In a previous study, PAH with Arg241Cys substitution was shown to have 28% residual activity in the COS cell expression system (Kim et al., 2006). In addition, Korean PKU patients with p.Arg241Cys showed BH4 responsiveness (Lee et al., 2004). Arg241 is located near the cofactor binding region but does not interact directly with the cofactor, so the p.Arg241Cys mutation may lead to relatively mild structural deformities. The patient with p.Ala202Thr/p.Arg243Gln showed BH4 responsiveness. Even though p.Arg243Gln was associated with classical PKU in a previous study, this patient showed variant PKU, which suggests that p.Ala202Thr has sufficient residual enzyme activity to ensure responsiveness. Although there was only one p.Ile65Thr homozygote in the present study, this patient showed MHP and BH4 responsiveness, which suggests that p.Ile65Thr is associated with near-normal levels of enzymatic activity and BH4 responsiveness. Of the 27 different mutations described herein, the p.Ile65Thr and p.Ala202Thr mutations were responsive to BH4. These defects are located at opposite sides of the BH4-binding pocket. Specifically, the composite structural model of the PAH tetramer reveals that these mutations are in close proximity to the dimer interface and occur along the interface region of the regulatory domain. This observation suggests that, upon mutation of p.Ile65Thr, p.Ala202Thr, and p.Arg241Cys, dimer stability is reduced. The increased BH4 levels rescue dimer stability and, consequently, enzyme activity recovers to the normal level.

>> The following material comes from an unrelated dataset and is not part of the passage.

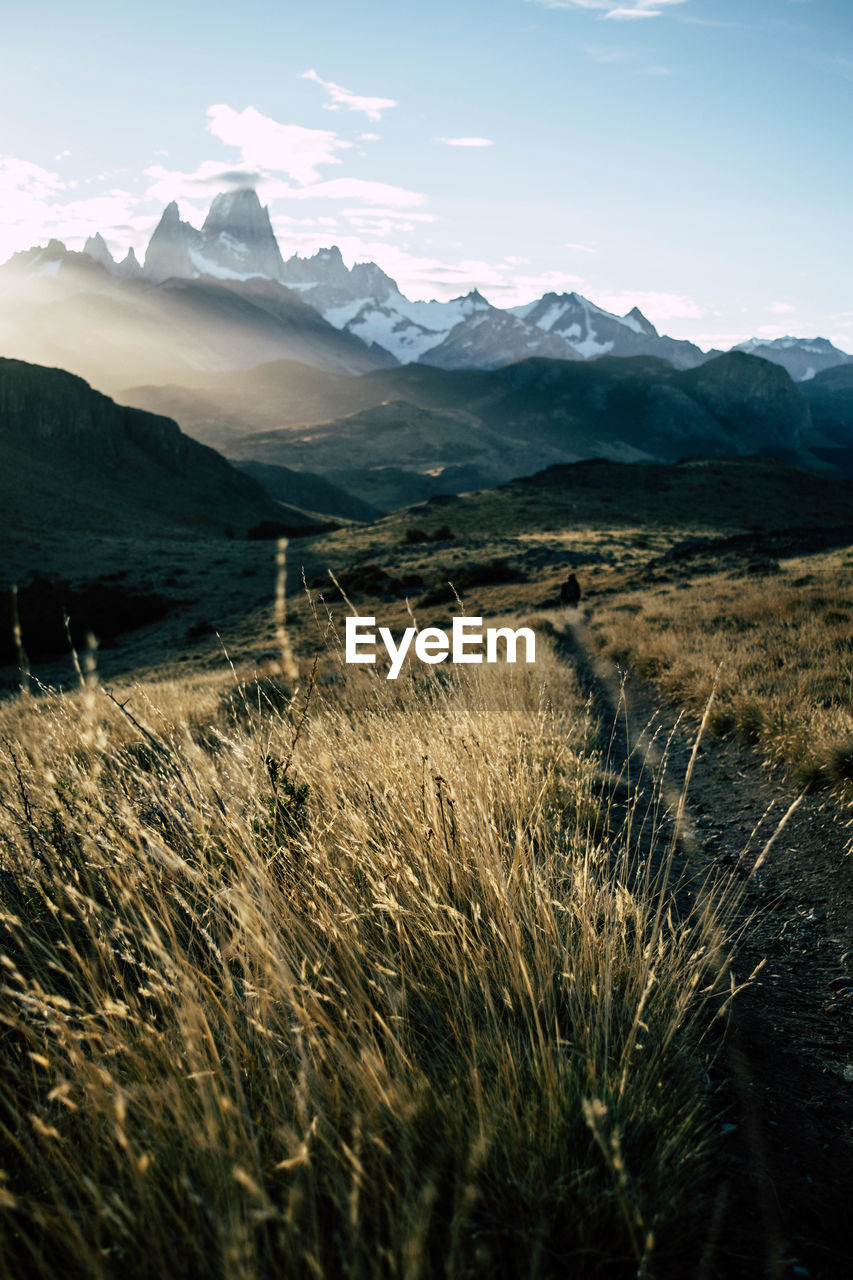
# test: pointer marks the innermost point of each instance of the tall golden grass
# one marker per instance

In conclusion, exon deletions or duplication may be more frequent causes of PKU in Korean patients than in other ethnic groups. Therefore, a gene dosage analysis should be considered as a complementary diagnostic tool for Korean PKU patients without point mutations in one or two chromosomes, and the long-range PCR method developed in the present study may be useful for screening Koreans for deletions of exons 5 and 6.